Henny Finch, executive director at the Donmar Warehouse, said “the news that Theatre Tax Relief at 40% will continue in perpetuity is a lifeline for us. It directly supports us to make bigger and bolder work for our audiences at the Donmar, in the West End and beyond, including employing hundreds of artists each year. We are very grateful to the Government for their investment in our world-class sector.”

Tourism tax overlooked

A notable omission from the chancellor’s statement was the “Tourism Tax”. This will be a blow to retailers who were campaigning for it to be abolished.

New Bond Street image of the shops
Big shopping districts in London, such as Bond Street, are affected by the ‘Tourism Tax’. Credit: City News

Many London retailers have been calling for the restoration of VAT-free shopping for foreign tourists since the end of the VAT Retail Export Scheme (RES) in January 2021, after Brexit.

The scheme previously allowed non-EU visitors to the UK to claim back VAT on certain purchases. They say that without it, London is unable to compete with the likes of Paris and Milan as an international retail destination.

The chancellor asked the Office of Budget Responsibility (OBR) to carry out a review of the tax. They found that their 2020 conclusion to not reinstate VAT-free shopping “still appears reasonable”.

This is because the issue is “largely related to spending in a relatively small number of luxury stores”. They also say they have “not seen a significant change in the composition of UK visitors”. Assuaging the concerns of some critics.

Chief executive officer of the Heart of London Business Alliance, Ros Morgan, expressed his mixed feelings about the announcement in a statement to City News. He said, “we are pleased that the Chancellor has recognised the economic contribution of our creative industries by making cultural tax reliefs permanent. It’s disappointing that the Chancellor didn’t include measures such as the sustainable reform of business rates and the reinstatement of tax-free shopping for tourists”.

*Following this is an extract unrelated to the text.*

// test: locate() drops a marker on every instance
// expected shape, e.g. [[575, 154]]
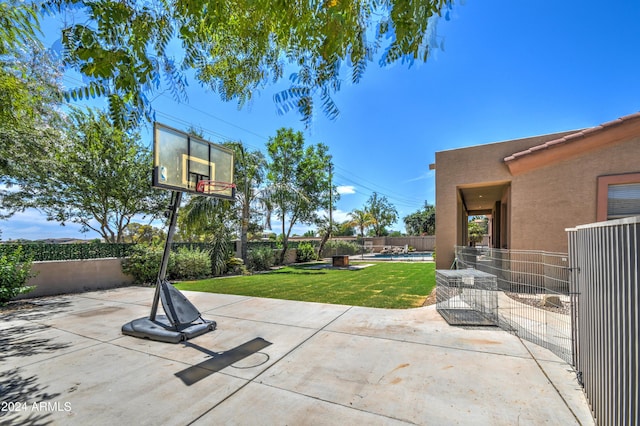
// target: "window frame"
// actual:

Sam Miley, managing economist and forecasting lead at the Centre for Economics and Business Research said: “The lack of action on the VAT Retail Export Scheme means that the UK economy is still positioning itself as the most expensive place to shop in Europe. This acts as a disincentive for tourists to visit the UK, resulting in significant levels of forgone spending and economic activity.”